To find the critical points of the function, let's set the derivative \( f'(x) = 0 \) and solve for \( x \). So, \( \cos x - \sin x = 0 \) implies \( \cos x = \sin x \). The values that satisfy this equation in the interval \((0, 2 \pi) \) are \( \frac{\pi}{4}\) and \( \frac{5\pi}{4}\). These are the critical points

Let's check the sign of \( f'(x) \) on the intervals determined by the critical points to find where the function is increasing or decreasing. Pick any number from each interval and substitute into \( f'(x) \). If the result is positive, the function is increasing on that interval, and if it's negative, the function is decreasing. Let's choose θ = \( \frac{\pi}{8}, \frac{3\pi}{4}, \frac{7\pi}{4} \) from the corresponding intervals \(( 0 , \frac{\pi}{4} ) , ( \frac{\pi}{4} , \frac{5\pi}{4} ), ( \frac{5\pi}{4} , 2\pi )\). We see that \( f'(\frac{\pi}{8}) > 0\), \( f'(\frac{3\pi}{4}) < 0\) and \( f'(\frac{7\pi}{4}) > 0 \). Therefore, \( f(x) \) is increasing on \(( 0 , \frac{\pi}{4} )\) and \(( \frac{5\pi}{4} , 2\pi )\), and it's decreasing on \( (\frac{\pi}{4} , \frac{5\pi}{4}) \)

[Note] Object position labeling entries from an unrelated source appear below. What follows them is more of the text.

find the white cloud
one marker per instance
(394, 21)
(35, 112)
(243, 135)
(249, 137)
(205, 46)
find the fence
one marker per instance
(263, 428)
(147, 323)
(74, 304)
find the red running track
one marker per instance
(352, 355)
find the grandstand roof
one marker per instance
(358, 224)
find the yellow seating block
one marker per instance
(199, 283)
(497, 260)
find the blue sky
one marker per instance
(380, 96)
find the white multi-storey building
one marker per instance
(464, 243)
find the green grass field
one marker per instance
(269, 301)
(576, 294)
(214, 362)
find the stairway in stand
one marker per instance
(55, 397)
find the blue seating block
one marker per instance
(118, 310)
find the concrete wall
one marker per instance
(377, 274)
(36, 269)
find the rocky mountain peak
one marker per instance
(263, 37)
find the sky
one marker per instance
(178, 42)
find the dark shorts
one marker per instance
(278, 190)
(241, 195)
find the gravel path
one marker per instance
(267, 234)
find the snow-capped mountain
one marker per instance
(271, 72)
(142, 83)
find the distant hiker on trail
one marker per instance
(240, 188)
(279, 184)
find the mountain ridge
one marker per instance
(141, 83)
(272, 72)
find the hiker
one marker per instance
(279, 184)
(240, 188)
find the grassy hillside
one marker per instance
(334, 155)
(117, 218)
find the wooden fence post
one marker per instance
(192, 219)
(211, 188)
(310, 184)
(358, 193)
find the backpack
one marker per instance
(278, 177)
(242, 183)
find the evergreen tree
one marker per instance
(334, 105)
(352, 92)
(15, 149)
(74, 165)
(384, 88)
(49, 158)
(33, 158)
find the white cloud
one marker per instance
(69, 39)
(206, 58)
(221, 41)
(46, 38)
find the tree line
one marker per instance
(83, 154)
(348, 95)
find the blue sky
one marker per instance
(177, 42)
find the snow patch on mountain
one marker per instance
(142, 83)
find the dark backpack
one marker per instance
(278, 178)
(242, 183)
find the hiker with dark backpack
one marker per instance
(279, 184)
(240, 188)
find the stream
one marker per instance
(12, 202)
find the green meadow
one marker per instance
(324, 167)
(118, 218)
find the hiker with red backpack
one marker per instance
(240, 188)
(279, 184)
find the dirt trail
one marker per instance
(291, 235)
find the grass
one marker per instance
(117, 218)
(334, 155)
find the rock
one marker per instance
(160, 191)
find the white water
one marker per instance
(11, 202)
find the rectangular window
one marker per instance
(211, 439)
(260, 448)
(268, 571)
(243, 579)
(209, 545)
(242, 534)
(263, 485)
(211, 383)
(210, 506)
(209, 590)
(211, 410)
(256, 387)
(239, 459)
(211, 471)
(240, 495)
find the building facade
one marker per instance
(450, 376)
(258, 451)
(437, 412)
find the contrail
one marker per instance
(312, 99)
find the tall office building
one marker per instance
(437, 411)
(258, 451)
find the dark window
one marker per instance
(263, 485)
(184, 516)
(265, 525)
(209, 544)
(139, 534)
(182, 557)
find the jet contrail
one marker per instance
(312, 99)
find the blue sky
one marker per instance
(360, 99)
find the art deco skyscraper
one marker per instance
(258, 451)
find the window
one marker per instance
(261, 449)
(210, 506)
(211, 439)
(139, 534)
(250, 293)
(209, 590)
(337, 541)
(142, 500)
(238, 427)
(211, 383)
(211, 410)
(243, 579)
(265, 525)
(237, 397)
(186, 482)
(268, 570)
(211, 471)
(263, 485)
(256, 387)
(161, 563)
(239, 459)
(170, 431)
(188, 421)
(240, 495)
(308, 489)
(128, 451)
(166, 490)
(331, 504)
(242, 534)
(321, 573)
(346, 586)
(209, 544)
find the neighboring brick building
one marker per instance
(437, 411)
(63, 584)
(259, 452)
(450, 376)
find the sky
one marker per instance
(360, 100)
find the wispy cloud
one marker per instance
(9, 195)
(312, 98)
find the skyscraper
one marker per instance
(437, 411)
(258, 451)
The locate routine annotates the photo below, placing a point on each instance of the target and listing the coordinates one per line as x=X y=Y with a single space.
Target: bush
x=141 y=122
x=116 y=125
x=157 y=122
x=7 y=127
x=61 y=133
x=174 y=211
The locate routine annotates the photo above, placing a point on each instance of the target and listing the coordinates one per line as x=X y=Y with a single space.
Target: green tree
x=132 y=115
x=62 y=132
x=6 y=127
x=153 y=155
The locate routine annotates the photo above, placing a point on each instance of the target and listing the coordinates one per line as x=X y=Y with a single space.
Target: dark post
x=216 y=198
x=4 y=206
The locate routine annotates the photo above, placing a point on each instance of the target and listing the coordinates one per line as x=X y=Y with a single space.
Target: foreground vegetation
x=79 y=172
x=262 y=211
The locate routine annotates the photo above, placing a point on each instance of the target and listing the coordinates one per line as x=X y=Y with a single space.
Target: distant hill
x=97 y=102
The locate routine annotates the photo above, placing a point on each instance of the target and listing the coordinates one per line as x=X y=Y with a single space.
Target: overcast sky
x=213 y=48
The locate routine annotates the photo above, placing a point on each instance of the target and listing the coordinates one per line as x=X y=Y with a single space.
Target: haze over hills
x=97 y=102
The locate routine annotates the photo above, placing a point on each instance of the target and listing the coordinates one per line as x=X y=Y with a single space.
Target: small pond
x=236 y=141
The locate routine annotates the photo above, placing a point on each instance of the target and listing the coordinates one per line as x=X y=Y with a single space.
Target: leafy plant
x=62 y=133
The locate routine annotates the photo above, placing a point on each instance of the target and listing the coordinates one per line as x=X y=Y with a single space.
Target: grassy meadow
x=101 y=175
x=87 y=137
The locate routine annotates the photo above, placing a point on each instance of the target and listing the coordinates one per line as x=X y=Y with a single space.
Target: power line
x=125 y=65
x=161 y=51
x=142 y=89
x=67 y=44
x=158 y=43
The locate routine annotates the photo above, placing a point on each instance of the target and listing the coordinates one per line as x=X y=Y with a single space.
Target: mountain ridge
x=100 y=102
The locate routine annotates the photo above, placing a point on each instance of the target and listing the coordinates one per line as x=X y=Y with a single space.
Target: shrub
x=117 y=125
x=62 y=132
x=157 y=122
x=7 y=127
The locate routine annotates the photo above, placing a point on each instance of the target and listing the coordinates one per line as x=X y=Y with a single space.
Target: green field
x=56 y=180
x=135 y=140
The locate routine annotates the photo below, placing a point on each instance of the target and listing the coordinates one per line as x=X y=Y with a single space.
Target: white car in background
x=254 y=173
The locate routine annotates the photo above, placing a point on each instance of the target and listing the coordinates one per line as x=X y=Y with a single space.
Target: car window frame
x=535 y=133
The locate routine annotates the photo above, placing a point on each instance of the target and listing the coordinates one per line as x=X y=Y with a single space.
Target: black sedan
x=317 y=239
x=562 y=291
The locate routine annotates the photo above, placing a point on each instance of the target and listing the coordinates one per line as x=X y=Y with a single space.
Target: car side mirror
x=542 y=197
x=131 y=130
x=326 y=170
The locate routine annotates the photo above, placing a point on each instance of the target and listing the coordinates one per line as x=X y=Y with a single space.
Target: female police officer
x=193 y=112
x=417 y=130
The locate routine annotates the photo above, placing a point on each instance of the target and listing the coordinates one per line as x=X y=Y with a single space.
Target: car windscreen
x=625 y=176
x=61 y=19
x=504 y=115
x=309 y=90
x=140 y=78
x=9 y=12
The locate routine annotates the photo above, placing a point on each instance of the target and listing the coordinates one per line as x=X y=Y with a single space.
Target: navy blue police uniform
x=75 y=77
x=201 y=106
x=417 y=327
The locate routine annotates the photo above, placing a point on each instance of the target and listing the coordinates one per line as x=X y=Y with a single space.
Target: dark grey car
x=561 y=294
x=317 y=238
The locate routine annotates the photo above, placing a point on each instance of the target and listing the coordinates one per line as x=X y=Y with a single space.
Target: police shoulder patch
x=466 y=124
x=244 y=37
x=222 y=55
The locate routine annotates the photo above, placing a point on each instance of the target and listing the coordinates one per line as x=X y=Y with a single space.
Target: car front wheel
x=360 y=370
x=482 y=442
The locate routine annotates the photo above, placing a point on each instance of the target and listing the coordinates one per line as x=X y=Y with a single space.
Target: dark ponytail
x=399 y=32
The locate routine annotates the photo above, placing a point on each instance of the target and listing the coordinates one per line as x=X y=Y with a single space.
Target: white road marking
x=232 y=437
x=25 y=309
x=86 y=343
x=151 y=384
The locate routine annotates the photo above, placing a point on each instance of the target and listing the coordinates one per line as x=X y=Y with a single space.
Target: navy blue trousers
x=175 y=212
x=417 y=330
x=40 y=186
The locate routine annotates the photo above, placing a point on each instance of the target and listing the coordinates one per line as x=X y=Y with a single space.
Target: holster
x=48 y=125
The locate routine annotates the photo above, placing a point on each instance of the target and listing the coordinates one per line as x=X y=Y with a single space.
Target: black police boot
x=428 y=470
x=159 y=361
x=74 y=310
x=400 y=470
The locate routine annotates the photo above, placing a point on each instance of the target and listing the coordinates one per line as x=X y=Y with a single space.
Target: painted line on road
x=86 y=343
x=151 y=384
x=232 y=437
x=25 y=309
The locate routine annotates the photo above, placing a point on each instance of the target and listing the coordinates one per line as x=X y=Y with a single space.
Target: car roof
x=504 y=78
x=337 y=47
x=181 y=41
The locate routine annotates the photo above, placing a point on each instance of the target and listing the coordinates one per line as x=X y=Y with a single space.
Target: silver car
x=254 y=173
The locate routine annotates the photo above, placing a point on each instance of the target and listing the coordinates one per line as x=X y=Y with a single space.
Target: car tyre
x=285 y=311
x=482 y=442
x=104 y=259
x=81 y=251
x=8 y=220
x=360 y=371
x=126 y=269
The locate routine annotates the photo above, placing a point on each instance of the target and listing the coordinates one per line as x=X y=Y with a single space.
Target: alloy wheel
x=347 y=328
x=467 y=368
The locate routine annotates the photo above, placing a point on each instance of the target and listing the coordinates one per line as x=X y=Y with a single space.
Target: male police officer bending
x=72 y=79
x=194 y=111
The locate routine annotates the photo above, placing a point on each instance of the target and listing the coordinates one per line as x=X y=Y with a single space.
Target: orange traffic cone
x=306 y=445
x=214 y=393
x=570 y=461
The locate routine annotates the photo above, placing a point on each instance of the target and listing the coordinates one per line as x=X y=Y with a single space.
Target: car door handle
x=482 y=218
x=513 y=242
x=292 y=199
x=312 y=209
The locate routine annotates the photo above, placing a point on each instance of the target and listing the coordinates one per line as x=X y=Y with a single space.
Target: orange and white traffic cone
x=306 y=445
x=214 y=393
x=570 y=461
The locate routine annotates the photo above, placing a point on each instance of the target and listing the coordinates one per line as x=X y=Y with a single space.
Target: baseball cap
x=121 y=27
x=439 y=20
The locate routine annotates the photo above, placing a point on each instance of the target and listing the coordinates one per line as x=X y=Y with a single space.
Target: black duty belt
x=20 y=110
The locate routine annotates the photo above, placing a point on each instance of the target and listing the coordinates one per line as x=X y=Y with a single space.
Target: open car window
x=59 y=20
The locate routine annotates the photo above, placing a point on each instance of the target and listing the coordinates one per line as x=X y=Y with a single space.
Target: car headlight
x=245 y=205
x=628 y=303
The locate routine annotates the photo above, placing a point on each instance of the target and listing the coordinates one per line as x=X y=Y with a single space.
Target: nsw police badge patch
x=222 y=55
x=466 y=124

The First Derivative test states that if \( f'(x) \) changes from positive to negative at a point, then \( f(x) \) has a local maximum there. If \( f'(x) \) changes from negative to positive at a point, then \( f(x) \) has a local minimum there. So, \( f(x) \) has a local maximum at \( x = \frac{\pi}{4} \) and a local minimum at \( x = \frac{5\pi}{4} \).

The last step is using a graphing utility to graph the original function \( f(x) = \sin x + \cos x \). From the graph, you'll be able to see the local maximum and minimum at \( x = \frac{\pi}{4}, \frac{5\pi}{4} \) respectively and verify the intervals where the function increases and decreases, conforming the findings.